За границей Пушкина знают больше из вежливости. Прелесть его поэзии улетучивается при переводе. Это, конечно, досадно. Но с другой стороны, ни человек, ни страна при всем желании не могут вывернуться наизнанку, всегда остается какое-нибудь невыразимое словами личное переживание, тайна, залог “самостоянья”.
Гармоничный, мудрый, “веселое имя: Пушкин” и тому подобное – чтобы убедиться в справедливости расхожих определений, достаточно открыть наугад любое сочинение поэта; след пушкинской жизни светел. Но ведь была и собственно жизнь, и была она не легче, а тяжелей средней человеческой участи. Сколько надо благородства, чувства меры, самообладания, чтобы так преобразить житейские впечатления, не позволить себе ни упадка духа, ни распущенности! Какое счастливое сочетание великого дара и личного величия!

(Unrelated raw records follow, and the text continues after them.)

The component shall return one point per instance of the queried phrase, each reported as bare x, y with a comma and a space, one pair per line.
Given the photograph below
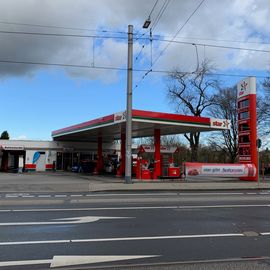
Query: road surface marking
60, 261
138, 238
75, 220
138, 208
21, 263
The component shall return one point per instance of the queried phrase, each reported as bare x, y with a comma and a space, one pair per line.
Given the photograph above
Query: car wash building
25, 156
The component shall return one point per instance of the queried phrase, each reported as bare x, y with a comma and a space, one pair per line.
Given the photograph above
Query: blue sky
36, 100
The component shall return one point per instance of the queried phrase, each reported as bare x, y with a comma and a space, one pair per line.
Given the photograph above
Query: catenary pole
128, 178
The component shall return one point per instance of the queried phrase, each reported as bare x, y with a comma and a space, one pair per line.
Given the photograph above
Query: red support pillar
247, 125
99, 158
121, 169
157, 156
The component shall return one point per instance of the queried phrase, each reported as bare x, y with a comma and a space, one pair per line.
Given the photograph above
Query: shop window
244, 139
244, 151
243, 104
243, 115
244, 127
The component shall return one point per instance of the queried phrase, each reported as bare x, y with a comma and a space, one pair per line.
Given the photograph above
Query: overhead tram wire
124, 38
166, 47
178, 31
212, 45
61, 27
149, 16
59, 34
162, 10
119, 68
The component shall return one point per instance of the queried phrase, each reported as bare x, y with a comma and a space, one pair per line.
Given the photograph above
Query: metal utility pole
128, 171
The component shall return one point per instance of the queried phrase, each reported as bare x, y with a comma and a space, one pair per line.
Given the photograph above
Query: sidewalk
177, 185
70, 182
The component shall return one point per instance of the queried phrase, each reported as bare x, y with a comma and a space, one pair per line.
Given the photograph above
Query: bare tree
226, 107
191, 94
264, 112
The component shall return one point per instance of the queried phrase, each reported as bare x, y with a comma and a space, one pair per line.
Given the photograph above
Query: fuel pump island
144, 124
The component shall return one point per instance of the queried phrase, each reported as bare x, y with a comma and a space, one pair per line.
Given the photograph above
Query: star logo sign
243, 88
226, 123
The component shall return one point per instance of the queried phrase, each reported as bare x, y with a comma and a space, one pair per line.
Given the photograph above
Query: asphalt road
211, 230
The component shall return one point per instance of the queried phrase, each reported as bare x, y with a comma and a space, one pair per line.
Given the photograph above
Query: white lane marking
35, 242
158, 237
60, 261
212, 193
60, 221
21, 263
138, 208
132, 194
139, 238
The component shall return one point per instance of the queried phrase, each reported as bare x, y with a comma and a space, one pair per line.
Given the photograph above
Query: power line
140, 38
213, 45
122, 69
162, 10
224, 40
153, 8
59, 27
178, 31
175, 35
59, 35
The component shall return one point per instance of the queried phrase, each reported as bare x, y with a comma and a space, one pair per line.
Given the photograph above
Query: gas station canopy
143, 125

В молодости Пушкин с воодушевлением описал, как выпускает на волю птичку. А за год до смерти тем же размером и той же строфой сложил еще одно четверостишие, тоже о птичке, но уже в другом ключе:
Забыв и рощу и свободу,
Невольный чижик надо мной
Зерно клюет, и брызжет воду,
И песнью тешится живой.
“Смесь обезьяны с тигром”, Сверчок, беззаконник, под стать “ветру и орлу и сердцу девы “, одинокий “царь”, наконец “усталый раб”, Пушкин – самое достойное, самое хорошее, что есть у России.
Повторим же вслед за ущербным правдоискателем, но не с обидой, а с благодарностью: “Он несколько занес нам песен райских”.
1997
В студенческие годы я непредвзято перечитал стихотворение Пушкина, прозванное “Памятником”, и обнаружил, что оно довольно невеселое. Во всяком случае, не такое торжествующее, как принято думать со школьной подачи. Я сделал открытие, которое, как вскоре выяснилось, задолго до меня совершил литератор и философ Михаил Гершензон. Но поскольку я не подглядывал и совесть моя чиста, я вкратце поделюсь этой “новостью”, отсылая желающих за подробностями к первооткрывателю.